You'll get a printout of optimized function foo(). The code is very short. You'll see at the end of the function:

...
40  mov eax,0x2a812499          ;; object: 0x2a812499 <String[16]: #one arm, one leg>
45  mov esp,ebp
47  pop ebp
48  ret 0x8                     ;; return "one arm, one leg"!

TurboFan, being a cheeky devil, just directly inserted the value of m2.cost. Well how do you like that!

Of course, after that last call to foo() you could insert this line:

m2.cost = "priceless";

What do you think will happen? One thing for sure, we can't let foo() stay as it is. It would return the wrong answer. Re-run the program, but add flag --trace-deopt so you'll be told when optimized code is removed from the system. After the printout of the optimized foo(), you'll see these lines:

[marking dependent code 0x5c684901 0x21e525b9 <SharedFunctionInfo foo> (opt #0) for deoptimization,
    reason: field-const]
[deoptimize marked code in all contexts]

Wow.

If you force re-optimization you'll get code that is not quite as good, but still benefits greatly from the Map structure we've been describing.
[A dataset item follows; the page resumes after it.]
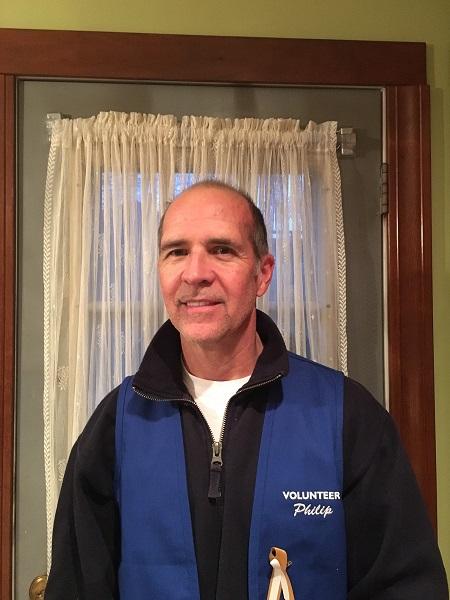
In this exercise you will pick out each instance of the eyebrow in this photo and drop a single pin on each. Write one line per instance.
(170, 244)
Remember from our diagrams that property cost is the first property in
the properties backing store for an object. Well, it may have lost it's const designation, but we still have it's address. Basically, in an object with map Map5, which we'll certainly verify that global variable m2 still has, we only have to--

load the properties backing store, and
read out the first array element.

Let's see that. Add this code below the last line:

// Force reoptimization of foo().
foo(3);
%OptimizeFunctionOnNextCall(foo);
foo(3);

Now have a look at the code produced:

...
40  mov ecx,0x42cc8901          ;; object: 0x42cc8901 <Peak map = 0x3d5873ad>
45  mov ecx,[ecx+0x3]           ;; Load the properties backing store
48  mov eax,[ecx+0x7]           ;; Get the first element.
4b  mov esp,ebp
4d  pop ebp
4e  ret 0x8                     ;; return it in register eax!

Why heck. That's exactly what we said should happen. Perhaps we are beginning to Know.

TurboFan is also smart enough to deoptimize if variable m2 ever changes to a different class. You can watch the latest optimized code deoptimize again with something droll like:

m2 = 42;  // heh.

Where to go from here #

Many options. Map migration. Dictionary mode (aka "slow mode"). Lots to explore in this area and I hope you enjoy yourself as much as I do -- thanks for reading!